Les confortables bénéfices réalisés par le « Groupe Reda » via les dissimulations des vrais chiffres d’affaires aux services des Impôts lui ont permis de se bâtir un empire immobilier d’une valeur d’environ 18 milliards de FCFA. Pour un groupe qui n’a réalisé qu’un chiffre d’affaires de moins de deux millions en 2012, c’est assez miraculeux ! Mais dans le domaine immobilier également, Abdul Reda Moussa a pris ses précautions. C’est qu’il a horreur de l’impôt foncier. Son empire immobilier est sous la garde d’une armée de sociétés écran. Allez, quelques noms : Sci Lena, CC 110298 H ; Sci Farah, CC 9727416 U ; Sci Redinvest, CC 9325545A ; Sci Toufic ; CC 41111988 L.
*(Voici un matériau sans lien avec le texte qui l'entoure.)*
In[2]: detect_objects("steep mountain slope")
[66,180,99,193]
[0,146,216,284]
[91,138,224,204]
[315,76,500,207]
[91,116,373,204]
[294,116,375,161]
« L’Eléphant » a pu noter dans ce patrimoine géré par les sociétés suscitées (liste non exhaustive selon nos informations), le terrain de l’Ex- Bâche bleu (route de l’Aéroport sur le boulevard Valéry Giscard D’Estaing) d’une valeur de 1 milliard 600 millions avec pour titre foncier N° 105 368; un immeuble de 7 étages planté sur 1500 m2 à Marcory boulevard Achalme, d’une valeur de 2 milliards 700 millions et dont le numéro du titre foncier  est le 6081; un terrain nu de 2500 m2 sis au boulevard de Marseille, Rue des Celliers; un immeuble en construction sur 1170 m2 à Marcory Rue de la  paix d’une valeur de 1 milliard; un terrain nu de 2350 m2 d’une valeur de 600 millions à Marcory boulevard de Marseille (Ex-Pagote) sous le titre foncier N°111853. On garde le reste pour le Ramadan !

 

« Blacklisté » mais peinard quand même !

Selon nos informations,  Abdul Reda Moussa a été placé sur une liste noire en 2010, suite à des transactions illégales qui culminent à plus d’un milliard de FCFA. « L’Eléphant » a pu consulter sagement les détails de cette affaire qui a poussé cet expert en fraude fiscale à quitter le pays à la fin de l’année 2010, profitant de la confusion créée par la crise postélectorale. Avant de revenir une fois le régime Ouattara bien installé et son nom retiré, on ne sait par quel miracle, de la liste des opérateurs économiques qui devaient des comptes à l’Administration fiscale. Eh bien, « L’Eléphant » vient de l’immortaliser…

On dit merci qui ?

 

Encadré-« Y a rien à voir, circulez ! »

 

Interrogé par « L’Eléphant » sur ses joyeuses pratiques, la Direction du « Groupe Reda » a prié « L’Eléphant » d’aller prendre son bain de boue ailleurs : «Nous avons reçu votre demande d’informations et tenons à vous informer que nous ne nous sentons pas concernés par ces allégations. Toutefois sachez que nous avons reçu une convocation de la Police économique à laquelle un de nos collaborateurs a répondu et sommes en attente d’un procès verbal que nous devons signer avec la Direction des Douanes».

Comme c’est étrange ! Signer un procès-verbal avec la Direction de la Douane après une audition à la Police économique. Si ce n’est pas un aveu de culpabilité ! On se demande bien pourquoi, en l’absence de fraude douanière, ils signeraient avec la Douane, un procès-verbal.